During lunch with ten or so co-workers who live across the state of Michigan, the topic of Detroit came up. Unfortunately, it came up because of a news story about a mugging in the city. The group continued to discuss the crime in the city until one person turned to me, the only person at the table who lives in Detroit. She asked, “Claire, why don’t you tell us about some of the good things happening in Detroit?”

There are situations in my life where I am confident and outspoken, but as a newer member of my team, my professional life generally isn’t one of them. I tend to be a little more reserved at work, spending much more time listening than talking. I’d really like to say that this was the moment when I broke out of my work shell and listed all the organizations doing incredible work in the city. I wish I would’ve talked about other fellows, who spend their entire work weeks grappling with the issues that the city faces even before Challenge Friday arrives, when our cohort tackles a whole new set of obstacles.

I could have mentioned the block club meeting that I attended back during the MACC Development challenge. There, the neighbors discussed the results of a resident poll that listed crime and safety as their number one concern for their neighborhood. At that meeting, it struck me that some of these residents had lived in the same houses for 40+ years; they are not fleeing for fear of crime, but rather continuing to include it in their community dialogues and to mobilize against it. 

However, I mentioned none of these things. I honestly was caught off guard and froze, eventually mumbling something about how there were too many to list. While this was a true statement, it was not the response the question deserved and it certainly didn’t have an impact. The conversation turned back to crime and eventually on to the pros and cons of Apple TV.

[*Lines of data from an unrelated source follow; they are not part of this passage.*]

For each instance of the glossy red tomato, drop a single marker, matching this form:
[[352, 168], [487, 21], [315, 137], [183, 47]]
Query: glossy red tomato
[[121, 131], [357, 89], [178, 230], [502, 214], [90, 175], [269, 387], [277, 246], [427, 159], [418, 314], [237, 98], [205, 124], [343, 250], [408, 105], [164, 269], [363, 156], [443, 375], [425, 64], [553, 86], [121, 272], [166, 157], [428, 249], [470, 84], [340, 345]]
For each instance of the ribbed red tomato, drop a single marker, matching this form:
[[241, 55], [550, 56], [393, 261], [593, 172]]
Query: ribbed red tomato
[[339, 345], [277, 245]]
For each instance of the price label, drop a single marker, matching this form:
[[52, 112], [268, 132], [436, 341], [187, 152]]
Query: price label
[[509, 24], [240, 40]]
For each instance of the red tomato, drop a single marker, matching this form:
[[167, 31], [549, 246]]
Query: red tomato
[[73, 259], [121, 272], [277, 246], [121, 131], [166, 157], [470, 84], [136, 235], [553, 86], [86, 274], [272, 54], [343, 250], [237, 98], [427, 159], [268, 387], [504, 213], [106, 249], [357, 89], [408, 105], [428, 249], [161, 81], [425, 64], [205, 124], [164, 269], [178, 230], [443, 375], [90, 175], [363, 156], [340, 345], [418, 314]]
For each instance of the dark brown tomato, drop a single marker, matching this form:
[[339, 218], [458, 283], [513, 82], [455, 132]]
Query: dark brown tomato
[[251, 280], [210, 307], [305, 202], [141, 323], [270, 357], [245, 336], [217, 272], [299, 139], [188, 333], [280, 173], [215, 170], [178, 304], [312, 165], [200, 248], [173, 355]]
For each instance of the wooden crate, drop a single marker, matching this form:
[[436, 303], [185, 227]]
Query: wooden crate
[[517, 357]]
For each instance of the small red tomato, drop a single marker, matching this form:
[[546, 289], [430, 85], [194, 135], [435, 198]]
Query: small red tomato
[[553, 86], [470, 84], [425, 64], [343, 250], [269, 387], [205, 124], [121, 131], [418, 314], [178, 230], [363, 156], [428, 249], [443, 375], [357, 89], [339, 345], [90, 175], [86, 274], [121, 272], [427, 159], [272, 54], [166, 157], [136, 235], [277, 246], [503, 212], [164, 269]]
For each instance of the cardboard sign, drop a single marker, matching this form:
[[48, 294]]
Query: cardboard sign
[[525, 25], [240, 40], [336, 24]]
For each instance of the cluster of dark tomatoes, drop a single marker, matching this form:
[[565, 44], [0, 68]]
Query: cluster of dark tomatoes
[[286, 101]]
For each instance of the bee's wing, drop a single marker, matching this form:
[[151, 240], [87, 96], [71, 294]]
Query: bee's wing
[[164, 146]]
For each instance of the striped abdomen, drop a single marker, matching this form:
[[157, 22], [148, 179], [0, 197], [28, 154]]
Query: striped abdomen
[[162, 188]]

The moment was a microcosm of my relationship with “the Detroit narrative.” On a small scale, this juncture was a missed opportunity to share a handful of anecdotes about Detroit with ten people who otherwise wouldn’t hear them. They might’ve even shared them with another person in their respective Michigan cities, and the positive narrative would spread. But on a larger scale, it points to a tension with which I’ve struggled for the past eight months, which is whether I am actually contributing to Detroit’s story in a meaningful way. I spend far less time engaged in the issues of Detroit than others. There are neighborhoods I still haven’t visited. For these reasons, I sometimes fear that my perspective isn’t an authentic representation of Detroit, and I hesitate to share it.

My colleague was only asking me to share in that instance, but it made me wonder why I don’t more regularly tell my coworkers and others about some of the good things happening in Detroit without being prompted.  As someone who overthinks and undershares, I have set a personal goal to be less intimidated by the weight of “the Detroit narrative,” and to take pride in the one I experience and relay. It’s definitely not all-encompassing or even unbiased. But I realized that if I am going to celebrate the other hundreds of thousands of Detroit narratives as pieces of a whole, then I also have to think of my own in the same way.